When seasonality is configured:

  1. Compute global statistics (entire window)
  2. For each seasonality group:
    • Compute group statistics (matching seasonality values only)
    • Calculate multipliers (group_stat / global_stat)
  3. Apply multipliers to adjust confidence intervals
  4. Detect anomalies using adjusted intervals

This creates adaptive intervals that vary per seasonality pattern (e.g., different intervals for each hour of day).

Number of σ-equivalents from median to consider anomalous.
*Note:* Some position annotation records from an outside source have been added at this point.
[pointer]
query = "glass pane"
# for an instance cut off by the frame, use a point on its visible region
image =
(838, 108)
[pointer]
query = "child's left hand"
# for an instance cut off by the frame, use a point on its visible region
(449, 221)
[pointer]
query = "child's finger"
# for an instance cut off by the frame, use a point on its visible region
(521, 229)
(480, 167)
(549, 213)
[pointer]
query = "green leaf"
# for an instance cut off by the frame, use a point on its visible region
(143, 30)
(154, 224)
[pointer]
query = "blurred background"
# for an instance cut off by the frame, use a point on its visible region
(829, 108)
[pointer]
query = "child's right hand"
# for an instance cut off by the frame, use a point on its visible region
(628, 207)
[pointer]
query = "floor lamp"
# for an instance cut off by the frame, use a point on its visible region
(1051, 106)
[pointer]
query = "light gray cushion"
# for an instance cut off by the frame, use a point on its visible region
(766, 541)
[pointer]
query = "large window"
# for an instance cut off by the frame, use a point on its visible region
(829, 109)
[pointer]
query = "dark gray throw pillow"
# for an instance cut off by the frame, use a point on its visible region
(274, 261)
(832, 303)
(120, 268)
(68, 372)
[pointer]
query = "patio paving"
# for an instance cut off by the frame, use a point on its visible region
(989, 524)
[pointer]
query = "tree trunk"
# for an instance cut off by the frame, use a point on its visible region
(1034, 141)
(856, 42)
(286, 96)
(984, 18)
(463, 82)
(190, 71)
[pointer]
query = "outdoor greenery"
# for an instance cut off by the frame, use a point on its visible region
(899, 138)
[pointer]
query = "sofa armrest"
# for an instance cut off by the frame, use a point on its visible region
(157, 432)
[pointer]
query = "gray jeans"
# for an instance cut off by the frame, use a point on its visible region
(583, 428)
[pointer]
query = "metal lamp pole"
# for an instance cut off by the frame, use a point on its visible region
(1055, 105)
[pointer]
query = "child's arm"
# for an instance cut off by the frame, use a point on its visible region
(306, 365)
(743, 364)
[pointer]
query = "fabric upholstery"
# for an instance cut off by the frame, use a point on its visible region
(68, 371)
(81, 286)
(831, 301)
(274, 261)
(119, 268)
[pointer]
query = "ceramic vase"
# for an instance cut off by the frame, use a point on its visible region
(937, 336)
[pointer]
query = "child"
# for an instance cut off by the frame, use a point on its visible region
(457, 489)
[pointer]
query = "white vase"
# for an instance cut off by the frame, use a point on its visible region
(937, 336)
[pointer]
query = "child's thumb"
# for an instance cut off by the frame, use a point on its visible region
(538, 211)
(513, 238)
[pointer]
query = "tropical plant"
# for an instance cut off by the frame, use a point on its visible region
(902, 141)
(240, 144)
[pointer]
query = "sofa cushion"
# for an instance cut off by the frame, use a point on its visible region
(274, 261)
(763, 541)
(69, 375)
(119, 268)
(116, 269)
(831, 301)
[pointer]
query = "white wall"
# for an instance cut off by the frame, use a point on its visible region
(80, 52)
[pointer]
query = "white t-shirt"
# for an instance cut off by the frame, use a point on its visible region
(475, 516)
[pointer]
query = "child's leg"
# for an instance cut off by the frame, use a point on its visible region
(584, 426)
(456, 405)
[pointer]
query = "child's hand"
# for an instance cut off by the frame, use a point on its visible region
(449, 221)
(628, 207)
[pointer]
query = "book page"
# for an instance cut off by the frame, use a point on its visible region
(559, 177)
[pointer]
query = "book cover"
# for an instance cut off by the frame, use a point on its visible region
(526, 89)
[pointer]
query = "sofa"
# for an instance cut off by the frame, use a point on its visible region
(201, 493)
MAD is multiplied by the normal-consistency constant 1.4826, so the interval is median ± threshold × 1.4826 × MAD.

  • Higher values (e.g., 5.0) = less sensitive, fewer anomalies
  • Lower values (e.g., 2.0) = more sensitive, more anomalies
  • Default 3.0 genuinely corresponds to 3-sigma on Gaussian noise (~0.27% false positives)
  • Typical range: 2.0 - 5.0

Example:

detectors:
- type: mad
params:
threshold: 3.0 # Standard sensitivity

Number of historical points to use for computing statistics.

  • Larger windows (e.g., 1000) = more stable, less responsive to changes
  • Smaller windows (e.g., 50) = more responsive, less stable
  • Recommended: 2-4 weeks of data for daily seasonality
    • For 10-minute intervals: window_size = 8640 (60 days)
    • For hourly data: window_size = 672 (4 weeks)
    • For daily data: window_size = 60 (2 months)

Example:

detectors:
- type: mad
params:
window_size: 8640 # 60 days of 10-min intervals

min_samples (int, default: 30, minimum: 1)
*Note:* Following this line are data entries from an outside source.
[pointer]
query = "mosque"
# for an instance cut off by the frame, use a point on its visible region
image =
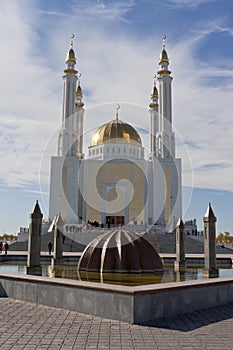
(115, 184)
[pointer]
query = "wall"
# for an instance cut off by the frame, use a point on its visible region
(130, 304)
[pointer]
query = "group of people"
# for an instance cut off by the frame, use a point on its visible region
(4, 246)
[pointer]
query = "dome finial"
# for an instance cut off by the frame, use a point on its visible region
(117, 111)
(71, 55)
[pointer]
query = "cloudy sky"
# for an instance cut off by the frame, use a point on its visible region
(117, 44)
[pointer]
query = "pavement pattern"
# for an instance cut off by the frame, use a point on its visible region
(25, 325)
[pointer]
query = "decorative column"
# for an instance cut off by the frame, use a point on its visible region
(34, 243)
(180, 263)
(209, 219)
(58, 241)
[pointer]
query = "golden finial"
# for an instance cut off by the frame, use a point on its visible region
(117, 111)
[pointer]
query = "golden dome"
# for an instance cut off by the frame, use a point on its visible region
(71, 56)
(116, 131)
(163, 56)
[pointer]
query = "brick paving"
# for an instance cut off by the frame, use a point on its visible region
(25, 325)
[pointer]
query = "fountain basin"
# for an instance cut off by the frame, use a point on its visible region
(138, 304)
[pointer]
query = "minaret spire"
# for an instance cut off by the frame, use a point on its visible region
(153, 119)
(166, 135)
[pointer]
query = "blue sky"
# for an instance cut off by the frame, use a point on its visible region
(117, 45)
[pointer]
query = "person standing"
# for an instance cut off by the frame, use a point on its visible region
(6, 247)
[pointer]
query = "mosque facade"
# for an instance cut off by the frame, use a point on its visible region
(114, 183)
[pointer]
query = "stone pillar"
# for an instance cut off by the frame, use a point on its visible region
(34, 243)
(58, 241)
(209, 219)
(179, 263)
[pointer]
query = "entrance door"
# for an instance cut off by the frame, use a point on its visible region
(115, 220)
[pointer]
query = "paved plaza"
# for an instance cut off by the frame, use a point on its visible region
(25, 325)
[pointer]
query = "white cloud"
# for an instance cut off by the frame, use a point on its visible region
(114, 10)
(193, 4)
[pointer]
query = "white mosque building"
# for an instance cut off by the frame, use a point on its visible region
(114, 184)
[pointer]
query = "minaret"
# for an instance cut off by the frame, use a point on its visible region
(34, 242)
(154, 121)
(64, 180)
(166, 138)
(70, 139)
(79, 104)
(210, 219)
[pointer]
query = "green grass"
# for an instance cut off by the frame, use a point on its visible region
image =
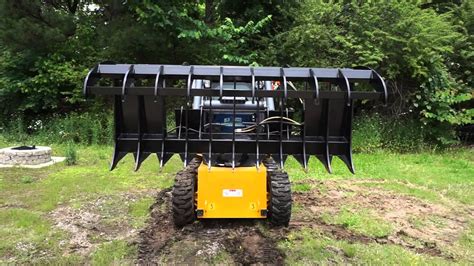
(24, 234)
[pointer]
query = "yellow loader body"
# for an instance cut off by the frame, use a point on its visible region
(223, 192)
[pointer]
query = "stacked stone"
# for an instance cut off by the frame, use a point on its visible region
(25, 157)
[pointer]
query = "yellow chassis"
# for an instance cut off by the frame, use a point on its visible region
(224, 192)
Section titled “min_samples (int, default: 30, minimum: 1)”

Minimum valid samples required before detection starts.

  • Ensures statistical reliability
  • Points before this threshold are marked as “insufficient_data”
  • Should be significantly smaller than window_size
  • Typical: 10-30% of window_size

Example:

detectors:
- type: mad
params:
min_samples: 1000 # Wait for 1000 valid samples

List of seasonality groups to apply adaptive intervals.
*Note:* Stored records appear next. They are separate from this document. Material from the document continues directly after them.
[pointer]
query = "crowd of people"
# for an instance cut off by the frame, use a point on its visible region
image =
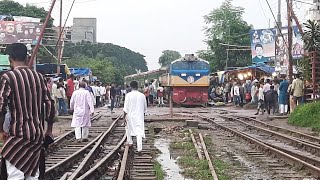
(102, 94)
(151, 94)
(27, 100)
(271, 95)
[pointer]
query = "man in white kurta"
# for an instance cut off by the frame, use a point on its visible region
(135, 105)
(82, 106)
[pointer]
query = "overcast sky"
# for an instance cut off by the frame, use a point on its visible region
(150, 26)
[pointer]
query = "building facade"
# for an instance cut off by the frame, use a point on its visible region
(84, 29)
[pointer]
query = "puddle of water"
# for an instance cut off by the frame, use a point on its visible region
(169, 165)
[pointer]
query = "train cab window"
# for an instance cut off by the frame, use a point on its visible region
(200, 65)
(180, 65)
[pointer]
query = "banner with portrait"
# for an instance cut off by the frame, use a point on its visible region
(263, 45)
(282, 59)
(19, 32)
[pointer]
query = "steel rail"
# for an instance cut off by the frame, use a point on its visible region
(55, 170)
(205, 151)
(308, 146)
(195, 145)
(123, 166)
(96, 171)
(204, 147)
(55, 146)
(269, 149)
(277, 128)
(88, 160)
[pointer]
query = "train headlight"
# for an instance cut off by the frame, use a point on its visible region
(190, 79)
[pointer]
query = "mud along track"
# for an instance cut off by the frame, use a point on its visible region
(292, 146)
(107, 146)
(302, 136)
(67, 138)
(71, 153)
(268, 148)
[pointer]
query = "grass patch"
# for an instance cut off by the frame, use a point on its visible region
(220, 168)
(159, 171)
(193, 167)
(306, 115)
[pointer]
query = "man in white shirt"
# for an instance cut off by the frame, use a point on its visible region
(236, 94)
(135, 106)
(102, 94)
(82, 105)
(266, 87)
(260, 100)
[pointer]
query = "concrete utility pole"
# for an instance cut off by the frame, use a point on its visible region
(35, 50)
(60, 41)
(290, 33)
(279, 22)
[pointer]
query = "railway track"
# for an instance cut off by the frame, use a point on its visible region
(103, 156)
(269, 143)
(68, 137)
(69, 152)
(201, 149)
(286, 142)
(136, 166)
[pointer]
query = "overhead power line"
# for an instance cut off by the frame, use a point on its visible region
(279, 28)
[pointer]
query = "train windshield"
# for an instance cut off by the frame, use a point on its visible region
(180, 65)
(193, 65)
(200, 65)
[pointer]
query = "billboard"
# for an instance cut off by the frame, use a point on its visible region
(263, 45)
(26, 19)
(282, 47)
(21, 32)
(4, 60)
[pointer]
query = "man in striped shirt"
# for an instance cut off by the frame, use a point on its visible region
(25, 92)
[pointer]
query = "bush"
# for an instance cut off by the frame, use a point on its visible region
(307, 115)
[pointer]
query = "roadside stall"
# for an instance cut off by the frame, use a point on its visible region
(248, 73)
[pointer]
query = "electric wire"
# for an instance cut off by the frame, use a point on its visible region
(60, 35)
(279, 28)
(263, 12)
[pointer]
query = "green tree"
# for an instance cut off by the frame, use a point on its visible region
(123, 60)
(102, 68)
(311, 36)
(226, 25)
(9, 7)
(311, 40)
(168, 56)
(119, 56)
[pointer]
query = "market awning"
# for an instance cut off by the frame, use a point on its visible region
(80, 71)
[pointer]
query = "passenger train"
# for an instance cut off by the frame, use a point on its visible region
(187, 78)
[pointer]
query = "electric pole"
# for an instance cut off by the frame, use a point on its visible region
(290, 34)
(279, 23)
(60, 41)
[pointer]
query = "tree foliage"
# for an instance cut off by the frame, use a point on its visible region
(118, 61)
(11, 8)
(311, 36)
(102, 68)
(168, 56)
(226, 25)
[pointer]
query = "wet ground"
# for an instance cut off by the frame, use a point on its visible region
(167, 161)
(226, 148)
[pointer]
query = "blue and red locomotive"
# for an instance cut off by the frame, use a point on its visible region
(189, 80)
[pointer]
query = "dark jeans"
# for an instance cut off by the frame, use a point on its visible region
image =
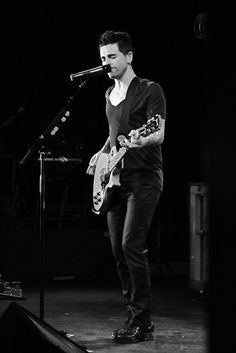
(128, 224)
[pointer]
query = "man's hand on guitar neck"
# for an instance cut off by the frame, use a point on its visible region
(92, 163)
(137, 141)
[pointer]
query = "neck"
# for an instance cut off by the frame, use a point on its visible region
(124, 81)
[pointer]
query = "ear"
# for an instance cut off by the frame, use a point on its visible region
(129, 57)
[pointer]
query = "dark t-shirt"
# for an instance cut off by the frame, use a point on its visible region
(144, 99)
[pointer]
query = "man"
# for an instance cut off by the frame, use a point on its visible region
(130, 103)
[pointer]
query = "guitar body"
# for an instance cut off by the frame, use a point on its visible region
(104, 182)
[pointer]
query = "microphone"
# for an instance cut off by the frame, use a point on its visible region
(91, 72)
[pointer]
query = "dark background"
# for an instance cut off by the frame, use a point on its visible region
(43, 43)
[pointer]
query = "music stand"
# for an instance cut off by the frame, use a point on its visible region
(51, 130)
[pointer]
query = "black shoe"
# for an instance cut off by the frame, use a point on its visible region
(133, 334)
(120, 330)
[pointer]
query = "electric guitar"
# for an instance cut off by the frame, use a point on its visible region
(107, 173)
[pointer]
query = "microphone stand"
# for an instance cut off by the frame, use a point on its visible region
(39, 145)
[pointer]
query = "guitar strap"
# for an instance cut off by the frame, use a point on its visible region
(127, 104)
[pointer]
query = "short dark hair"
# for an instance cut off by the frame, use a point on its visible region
(123, 40)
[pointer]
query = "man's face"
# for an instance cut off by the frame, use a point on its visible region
(111, 55)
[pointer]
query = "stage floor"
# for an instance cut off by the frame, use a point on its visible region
(88, 312)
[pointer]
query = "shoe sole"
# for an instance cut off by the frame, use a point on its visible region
(146, 337)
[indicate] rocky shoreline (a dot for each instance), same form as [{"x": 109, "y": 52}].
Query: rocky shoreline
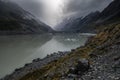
[{"x": 35, "y": 65}]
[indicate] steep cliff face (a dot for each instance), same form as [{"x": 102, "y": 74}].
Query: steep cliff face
[{"x": 15, "y": 20}]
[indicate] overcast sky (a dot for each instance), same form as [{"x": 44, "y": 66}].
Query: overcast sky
[{"x": 52, "y": 12}]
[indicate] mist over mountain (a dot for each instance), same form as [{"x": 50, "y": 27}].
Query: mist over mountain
[
  {"x": 15, "y": 20},
  {"x": 87, "y": 24}
]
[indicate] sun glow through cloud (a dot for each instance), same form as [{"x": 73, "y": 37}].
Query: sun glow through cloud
[{"x": 53, "y": 11}]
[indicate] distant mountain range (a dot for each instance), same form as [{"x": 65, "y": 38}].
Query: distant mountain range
[
  {"x": 88, "y": 23},
  {"x": 15, "y": 20}
]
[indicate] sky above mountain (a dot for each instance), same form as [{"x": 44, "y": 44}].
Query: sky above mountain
[{"x": 53, "y": 11}]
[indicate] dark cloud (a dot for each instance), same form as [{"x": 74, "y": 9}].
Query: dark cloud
[
  {"x": 71, "y": 7},
  {"x": 83, "y": 7},
  {"x": 33, "y": 6}
]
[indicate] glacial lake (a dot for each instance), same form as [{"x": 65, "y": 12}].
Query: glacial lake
[{"x": 16, "y": 51}]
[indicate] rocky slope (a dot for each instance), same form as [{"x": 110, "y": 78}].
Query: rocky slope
[{"x": 15, "y": 20}]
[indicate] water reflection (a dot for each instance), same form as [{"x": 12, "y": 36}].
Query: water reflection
[{"x": 15, "y": 51}]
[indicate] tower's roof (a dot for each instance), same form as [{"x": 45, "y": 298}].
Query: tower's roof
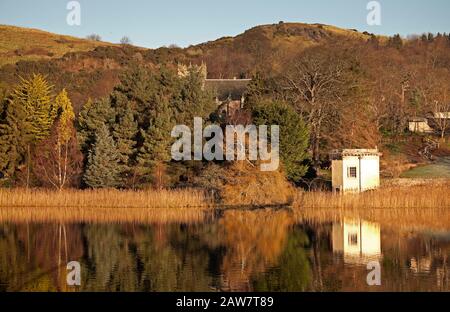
[
  {"x": 338, "y": 154},
  {"x": 227, "y": 88}
]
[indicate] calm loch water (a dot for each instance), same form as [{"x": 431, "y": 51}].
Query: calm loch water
[{"x": 264, "y": 250}]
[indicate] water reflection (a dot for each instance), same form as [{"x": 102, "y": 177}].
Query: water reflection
[
  {"x": 263, "y": 250},
  {"x": 358, "y": 240}
]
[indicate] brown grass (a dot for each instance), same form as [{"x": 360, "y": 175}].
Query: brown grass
[
  {"x": 103, "y": 199},
  {"x": 102, "y": 215},
  {"x": 26, "y": 44},
  {"x": 421, "y": 196}
]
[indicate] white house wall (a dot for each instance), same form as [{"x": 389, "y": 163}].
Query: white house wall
[{"x": 370, "y": 173}]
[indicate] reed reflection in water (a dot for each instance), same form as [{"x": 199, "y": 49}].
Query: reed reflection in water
[{"x": 233, "y": 250}]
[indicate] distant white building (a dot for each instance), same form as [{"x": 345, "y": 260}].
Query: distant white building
[{"x": 355, "y": 170}]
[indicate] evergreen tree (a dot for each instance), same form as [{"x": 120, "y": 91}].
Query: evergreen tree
[
  {"x": 34, "y": 96},
  {"x": 102, "y": 169},
  {"x": 154, "y": 154},
  {"x": 124, "y": 134},
  {"x": 14, "y": 138},
  {"x": 92, "y": 117},
  {"x": 294, "y": 136},
  {"x": 32, "y": 111}
]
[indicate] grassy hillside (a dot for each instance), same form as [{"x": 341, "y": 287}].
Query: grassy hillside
[
  {"x": 91, "y": 69},
  {"x": 28, "y": 44}
]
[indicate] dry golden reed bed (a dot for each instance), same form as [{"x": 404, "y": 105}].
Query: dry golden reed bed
[
  {"x": 102, "y": 215},
  {"x": 103, "y": 206},
  {"x": 422, "y": 196},
  {"x": 186, "y": 198}
]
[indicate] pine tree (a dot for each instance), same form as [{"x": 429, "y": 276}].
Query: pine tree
[
  {"x": 294, "y": 135},
  {"x": 34, "y": 95},
  {"x": 57, "y": 161},
  {"x": 154, "y": 154},
  {"x": 124, "y": 134},
  {"x": 92, "y": 117},
  {"x": 14, "y": 138},
  {"x": 103, "y": 162}
]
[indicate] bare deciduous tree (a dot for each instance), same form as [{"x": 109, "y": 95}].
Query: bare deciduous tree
[
  {"x": 314, "y": 84},
  {"x": 58, "y": 162}
]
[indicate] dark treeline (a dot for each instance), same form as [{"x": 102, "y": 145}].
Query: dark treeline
[
  {"x": 124, "y": 140},
  {"x": 352, "y": 91}
]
Format: List of column names or lists of column names

Names must match the metric’s seasonality features: the built-in seasonality_columns names (hour, day_of_week, day_of_month, month, is_weekend, is_holiday) or custom columns returned by the query and declared in query_columns.seasonality.

Examples:

Single seasonality component:

detectors:
- type: mad
params:
seasonality_components:
- "hour" # Different intervals per hour

Multiple separate components:

detectors:
- type: mad
params:
seasonality_components:
- "day_of_week" # Different intervals per weekday
- "hour" # Different intervals per hour

Combined component (interaction):

detectors:
- type: mad
params:
seasonality_components:
- ["hour", "day_of_week"] # Different per hour+weekday combo

Minimum samples required in each seasonality group for applying multipliers. Groups below this threshold fall back to global statistics.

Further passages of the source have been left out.